Ausschreitungen in Paris

Streik legt Frankreich lahm – Hunderttausende protestieren gegen Rentenreform

dpa/AFP/bnü

Von dpa, AFP & Bärbel Nückles

Do, 05. Dezember 2019 um 22:39 Uhr

Ausland

Massive Streiks gegen die geplante Rentenreform haben in Frankreich den öffentlichen Verkehr fast komplett lahmgelegt. Hunderttausende gingen auf die Straße, auch im Elsass.

In der Hauptstadt Paris fuhren am Donnerstag fast keine Metros, die meisten Linien wurden nicht bedient, Bahnhöfe waren geschlossen. Am Rande der Proteste kam es vor allem in der Hauptstadt zu Ausschreitungen.

Das Innenministerium sprach am Abend von 806.000 Teilnehmern im ganzen Land, wie der Radionachrichtensender Franceinfo und andere Medien berichteten. Die Gewerkschaft CGT zählte hingegen mehr als 1,5 Millionen Demonstranten. Mehr als 12 000 Menschen gingen allein in Straßburg und Mulhouse gegen die Reformpläne auf die Straße. "Wir waren noch nie so zahlreich, um Paris zu sagen, dass wir selbst über unsere Zukunft entscheiden und dass wir eine gerechtere Gesellschaft fordern", sagte Jacky Wagner, Generalsekretär der Gewerkschaft CGT Bas-Rhin.
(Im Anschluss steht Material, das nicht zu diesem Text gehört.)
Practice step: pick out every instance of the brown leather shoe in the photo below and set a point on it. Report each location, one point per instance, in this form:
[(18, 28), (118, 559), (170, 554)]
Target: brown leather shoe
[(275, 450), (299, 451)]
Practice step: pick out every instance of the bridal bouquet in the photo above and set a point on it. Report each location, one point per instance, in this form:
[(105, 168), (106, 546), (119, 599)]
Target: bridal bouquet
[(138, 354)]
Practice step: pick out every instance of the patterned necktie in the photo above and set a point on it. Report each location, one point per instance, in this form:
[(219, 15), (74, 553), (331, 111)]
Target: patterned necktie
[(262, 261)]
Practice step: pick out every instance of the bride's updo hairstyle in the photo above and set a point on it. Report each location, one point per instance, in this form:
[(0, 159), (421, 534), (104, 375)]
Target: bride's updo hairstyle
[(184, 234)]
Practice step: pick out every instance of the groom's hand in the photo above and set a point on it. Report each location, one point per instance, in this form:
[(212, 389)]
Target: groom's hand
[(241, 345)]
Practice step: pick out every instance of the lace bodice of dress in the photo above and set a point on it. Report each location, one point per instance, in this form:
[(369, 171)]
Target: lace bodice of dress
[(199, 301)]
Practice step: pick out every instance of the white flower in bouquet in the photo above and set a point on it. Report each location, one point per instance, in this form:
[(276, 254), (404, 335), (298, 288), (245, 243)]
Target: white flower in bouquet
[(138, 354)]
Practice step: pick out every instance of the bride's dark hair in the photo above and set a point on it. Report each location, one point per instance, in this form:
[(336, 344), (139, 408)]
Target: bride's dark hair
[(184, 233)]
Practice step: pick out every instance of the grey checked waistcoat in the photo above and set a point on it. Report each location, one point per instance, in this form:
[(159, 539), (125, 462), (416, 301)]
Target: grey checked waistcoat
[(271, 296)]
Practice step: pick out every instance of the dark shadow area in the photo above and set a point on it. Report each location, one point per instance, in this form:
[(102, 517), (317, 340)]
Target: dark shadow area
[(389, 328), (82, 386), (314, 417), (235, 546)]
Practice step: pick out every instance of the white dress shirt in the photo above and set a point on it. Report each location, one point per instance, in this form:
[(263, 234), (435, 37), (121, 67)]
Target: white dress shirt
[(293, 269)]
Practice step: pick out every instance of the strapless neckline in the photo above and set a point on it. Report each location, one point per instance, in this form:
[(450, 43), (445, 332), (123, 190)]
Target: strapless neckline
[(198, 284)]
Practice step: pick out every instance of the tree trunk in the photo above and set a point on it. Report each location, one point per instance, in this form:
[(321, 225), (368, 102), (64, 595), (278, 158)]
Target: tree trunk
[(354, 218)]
Der Streik hatte auch Auswirkungen auf Reisende in Deutschland. Am Euro-Airport wurden 17 Flüge gestrichen. Zugfahrten von und nach Frankreich fielen aus. Betroffen waren die ICE-Verbindungen von Frankfurt über Mannheim und Saarbrücken nach Paris sowie von München über Stuttgart und Straßburg nach Paris, ebenso die TGV-Verbindung von Frankfurt über Mannheim und Straßburg nach Marseille. "Es ist damit zu rechnen, dass der Streik ausgeweitet wird und mehrere Tage andauert", teilte die Bahn mit. Sie rief Reisende auf, sich im Internet zu informieren und bot eine kostenlose Umbuchung an. In Paris blieben Sehenswürdigkeiten wie der Eiffelturm zu.
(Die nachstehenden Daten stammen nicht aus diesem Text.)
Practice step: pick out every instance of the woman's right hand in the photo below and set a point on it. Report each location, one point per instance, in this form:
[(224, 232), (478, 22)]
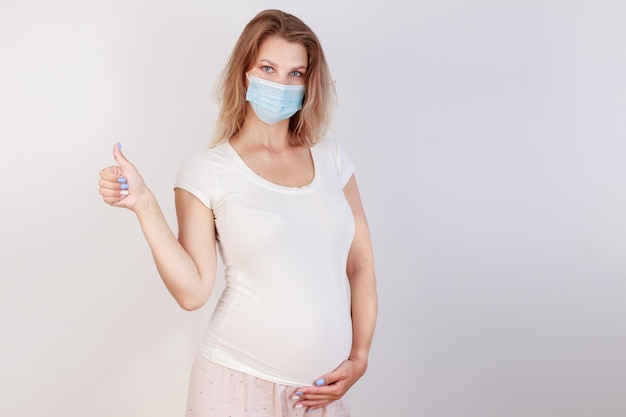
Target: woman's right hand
[(121, 185)]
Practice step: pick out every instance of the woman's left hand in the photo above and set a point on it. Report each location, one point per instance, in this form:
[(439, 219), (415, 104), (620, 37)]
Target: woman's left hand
[(330, 387)]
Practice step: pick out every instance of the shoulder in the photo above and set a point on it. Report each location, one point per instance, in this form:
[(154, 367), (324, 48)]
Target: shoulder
[(333, 151)]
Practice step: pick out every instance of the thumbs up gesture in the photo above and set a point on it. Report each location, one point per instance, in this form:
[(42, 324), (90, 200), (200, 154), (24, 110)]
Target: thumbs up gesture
[(121, 185)]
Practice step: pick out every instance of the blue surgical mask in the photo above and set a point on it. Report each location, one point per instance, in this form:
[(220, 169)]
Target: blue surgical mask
[(273, 102)]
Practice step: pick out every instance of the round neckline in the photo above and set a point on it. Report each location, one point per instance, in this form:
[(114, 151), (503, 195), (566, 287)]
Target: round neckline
[(250, 173)]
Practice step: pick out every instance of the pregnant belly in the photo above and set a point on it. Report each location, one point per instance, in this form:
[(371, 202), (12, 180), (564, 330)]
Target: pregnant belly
[(292, 343)]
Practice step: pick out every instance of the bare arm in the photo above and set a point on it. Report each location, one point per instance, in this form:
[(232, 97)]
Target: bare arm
[(362, 278), (187, 265)]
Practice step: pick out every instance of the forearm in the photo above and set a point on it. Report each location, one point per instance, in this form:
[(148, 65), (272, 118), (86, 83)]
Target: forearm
[(175, 266), (364, 313)]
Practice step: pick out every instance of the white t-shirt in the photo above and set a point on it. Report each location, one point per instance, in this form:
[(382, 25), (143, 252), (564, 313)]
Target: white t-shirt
[(284, 315)]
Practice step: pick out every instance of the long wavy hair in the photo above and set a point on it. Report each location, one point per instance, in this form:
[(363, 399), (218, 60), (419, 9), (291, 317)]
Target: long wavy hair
[(311, 122)]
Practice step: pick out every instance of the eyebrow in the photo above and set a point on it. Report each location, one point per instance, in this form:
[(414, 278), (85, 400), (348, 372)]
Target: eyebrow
[(271, 64)]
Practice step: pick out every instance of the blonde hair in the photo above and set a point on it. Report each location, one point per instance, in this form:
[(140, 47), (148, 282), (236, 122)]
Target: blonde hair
[(311, 122)]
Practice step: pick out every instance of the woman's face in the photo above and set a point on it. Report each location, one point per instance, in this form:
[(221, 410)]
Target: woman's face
[(281, 62)]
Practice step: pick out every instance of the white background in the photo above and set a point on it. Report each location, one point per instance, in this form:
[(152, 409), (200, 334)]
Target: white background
[(489, 138)]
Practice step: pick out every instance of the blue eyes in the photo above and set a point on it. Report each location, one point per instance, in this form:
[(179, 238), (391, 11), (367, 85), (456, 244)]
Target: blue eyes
[(267, 68)]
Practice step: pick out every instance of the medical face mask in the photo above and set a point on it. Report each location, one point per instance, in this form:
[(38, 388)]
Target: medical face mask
[(273, 102)]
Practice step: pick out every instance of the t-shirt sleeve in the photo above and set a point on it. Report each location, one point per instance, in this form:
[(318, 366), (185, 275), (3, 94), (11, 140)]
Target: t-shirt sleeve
[(342, 162), (196, 176)]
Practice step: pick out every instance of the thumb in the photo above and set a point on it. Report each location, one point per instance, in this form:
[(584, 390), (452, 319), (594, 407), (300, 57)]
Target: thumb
[(119, 156)]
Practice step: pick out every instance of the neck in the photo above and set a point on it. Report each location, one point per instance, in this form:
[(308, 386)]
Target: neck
[(274, 139)]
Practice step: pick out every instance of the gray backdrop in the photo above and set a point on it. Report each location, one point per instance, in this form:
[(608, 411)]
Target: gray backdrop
[(489, 138)]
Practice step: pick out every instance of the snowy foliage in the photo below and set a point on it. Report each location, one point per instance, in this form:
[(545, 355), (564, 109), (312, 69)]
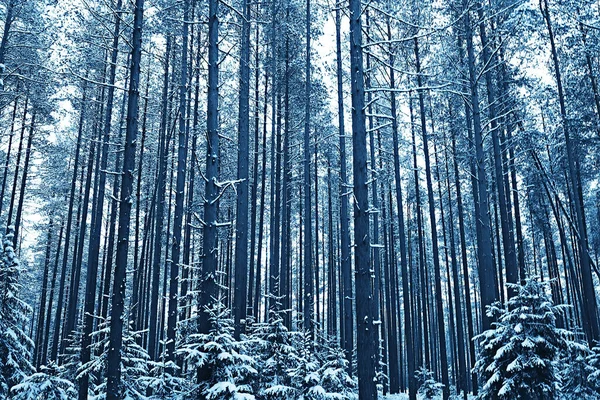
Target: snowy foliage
[(232, 370), (518, 356), (334, 377), (593, 360), (278, 357), (134, 365), (577, 374), (305, 374), (161, 382), (44, 385), (15, 345), (429, 388)]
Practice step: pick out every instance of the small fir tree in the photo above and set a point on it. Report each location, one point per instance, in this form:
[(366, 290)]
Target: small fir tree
[(44, 385), (593, 360), (15, 345), (278, 356), (429, 388), (306, 373), (518, 356), (232, 369), (577, 374), (134, 365), (335, 380)]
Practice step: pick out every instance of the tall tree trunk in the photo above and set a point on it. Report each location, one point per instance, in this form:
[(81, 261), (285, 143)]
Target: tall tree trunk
[(508, 240), (179, 190), (210, 243), (408, 337), (241, 222), (367, 344), (434, 239), (346, 306), (43, 297), (99, 195), (24, 179), (589, 307), (113, 374), (13, 194), (160, 211), (8, 151), (308, 262), (487, 286)]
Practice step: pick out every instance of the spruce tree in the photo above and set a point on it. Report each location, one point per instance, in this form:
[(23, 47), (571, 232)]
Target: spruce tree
[(232, 370), (44, 385), (519, 355), (15, 345)]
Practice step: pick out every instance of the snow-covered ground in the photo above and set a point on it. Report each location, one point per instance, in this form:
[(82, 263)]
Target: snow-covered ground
[(405, 397)]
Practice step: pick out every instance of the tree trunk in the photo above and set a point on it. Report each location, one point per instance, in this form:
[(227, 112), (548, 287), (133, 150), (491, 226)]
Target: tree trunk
[(210, 242), (365, 294), (179, 191), (113, 374), (346, 306)]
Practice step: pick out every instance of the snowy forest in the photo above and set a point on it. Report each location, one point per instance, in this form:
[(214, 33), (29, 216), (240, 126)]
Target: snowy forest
[(299, 199)]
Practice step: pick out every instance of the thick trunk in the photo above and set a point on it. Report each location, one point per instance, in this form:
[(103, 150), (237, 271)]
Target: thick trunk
[(210, 242), (365, 292), (308, 259), (346, 306), (487, 286), (179, 191), (434, 239), (589, 306), (406, 292), (113, 374), (160, 211)]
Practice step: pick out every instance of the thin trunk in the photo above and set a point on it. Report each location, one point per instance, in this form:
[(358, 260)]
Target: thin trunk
[(179, 190), (365, 292), (113, 374), (346, 306)]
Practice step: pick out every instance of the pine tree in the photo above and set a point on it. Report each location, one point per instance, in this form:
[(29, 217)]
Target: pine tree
[(334, 378), (593, 360), (45, 385), (134, 364), (579, 374), (15, 345), (162, 383), (429, 388), (278, 357), (518, 356), (232, 370), (305, 375)]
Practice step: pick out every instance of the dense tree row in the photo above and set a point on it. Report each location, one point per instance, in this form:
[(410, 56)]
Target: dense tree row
[(299, 198)]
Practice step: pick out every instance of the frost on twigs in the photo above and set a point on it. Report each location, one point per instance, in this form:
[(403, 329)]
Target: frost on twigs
[(15, 345), (44, 385), (520, 356), (231, 369)]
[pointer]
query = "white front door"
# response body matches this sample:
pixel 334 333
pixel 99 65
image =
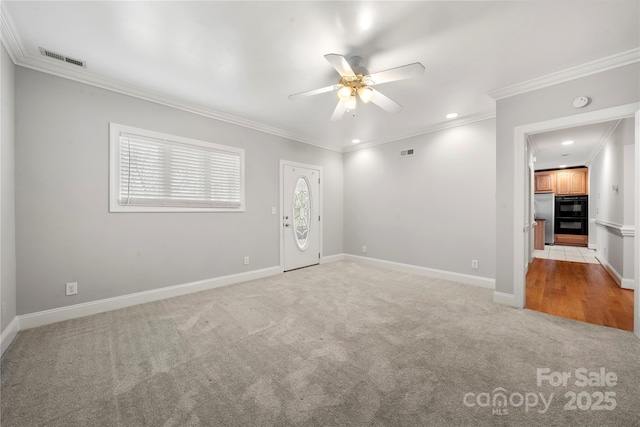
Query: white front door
pixel 300 216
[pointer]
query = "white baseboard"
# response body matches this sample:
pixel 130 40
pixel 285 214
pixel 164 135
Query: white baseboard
pixel 9 334
pixel 332 258
pixel 623 283
pixel 425 271
pixel 46 317
pixel 505 299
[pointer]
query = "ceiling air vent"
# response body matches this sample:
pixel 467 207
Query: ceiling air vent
pixel 59 57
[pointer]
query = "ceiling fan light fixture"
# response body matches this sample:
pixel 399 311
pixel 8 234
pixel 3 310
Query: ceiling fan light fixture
pixel 344 93
pixel 366 93
pixel 351 103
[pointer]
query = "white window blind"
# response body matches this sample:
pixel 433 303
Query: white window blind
pixel 163 173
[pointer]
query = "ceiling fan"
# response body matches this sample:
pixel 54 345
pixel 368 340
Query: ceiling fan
pixel 354 78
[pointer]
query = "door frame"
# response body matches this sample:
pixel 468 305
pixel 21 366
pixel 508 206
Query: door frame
pixel 284 163
pixel 520 218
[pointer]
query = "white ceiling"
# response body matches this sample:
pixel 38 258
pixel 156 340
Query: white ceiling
pixel 239 61
pixel 587 140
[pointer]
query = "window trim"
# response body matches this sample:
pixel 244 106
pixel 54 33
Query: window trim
pixel 115 130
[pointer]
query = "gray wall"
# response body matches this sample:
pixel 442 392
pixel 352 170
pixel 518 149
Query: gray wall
pixel 435 209
pixel 611 88
pixel 7 192
pixel 66 233
pixel 614 166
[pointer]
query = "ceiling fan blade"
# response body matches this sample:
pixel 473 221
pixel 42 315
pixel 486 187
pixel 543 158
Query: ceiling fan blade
pixel 314 92
pixel 382 101
pixel 340 63
pixel 339 111
pixel 399 73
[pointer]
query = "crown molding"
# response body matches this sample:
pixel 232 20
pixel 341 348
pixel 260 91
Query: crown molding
pixel 429 129
pixel 593 67
pixel 604 139
pixel 19 56
pixel 81 75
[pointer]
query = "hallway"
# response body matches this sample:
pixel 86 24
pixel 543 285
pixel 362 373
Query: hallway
pixel 578 291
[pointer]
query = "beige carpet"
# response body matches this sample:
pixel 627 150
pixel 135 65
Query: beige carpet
pixel 339 344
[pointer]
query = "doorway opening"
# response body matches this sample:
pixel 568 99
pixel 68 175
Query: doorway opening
pixel 300 215
pixel 521 208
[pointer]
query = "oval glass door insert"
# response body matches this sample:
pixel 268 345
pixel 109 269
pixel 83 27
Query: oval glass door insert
pixel 301 212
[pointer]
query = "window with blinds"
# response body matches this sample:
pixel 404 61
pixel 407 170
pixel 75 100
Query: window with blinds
pixel 153 172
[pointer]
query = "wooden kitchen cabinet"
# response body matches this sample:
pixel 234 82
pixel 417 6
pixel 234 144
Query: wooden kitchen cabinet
pixel 563 182
pixel 545 182
pixel 572 182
Zahlreiche Gewerkschaften hatten im Konflikt um die geplante Rentenreform zu den branchenübergreifenden Streiks aufgerufen. Bei der Staatsbahn SNCF legten mehr als die Hälfte der Mitarbeiter die Arbeit nieder. Etliche Lehrer traten ebenfalls in den Ausstand. Auch in Teilen des öffentlichen Dienstes, in Krankenhäusern und Justizstellen wurde die Arbeit niedergelegt. Mit der Rentenreform will die Mitte-Regierung die Zersplitterung in 42 Einzelsysteme für bestimmte Berufsgruppen beenden. Sonderregeln, die von anderen oft als Privilegien gewertet werden, gibt es zum Beispiel für Eisenbahner oder Mitarbeiter der Energiewirtschaft. So können Lokführer theoretisch mit Anfang bis Mitte 50 in Rente gehen. Das normale Renteneintrittsalter liegt bei 62 Jahren. Künftig soll ein Punktesystem die Höhe der Rente mitbestimmen. Außerdem soll es Anreize geben, länger zu arbeiten.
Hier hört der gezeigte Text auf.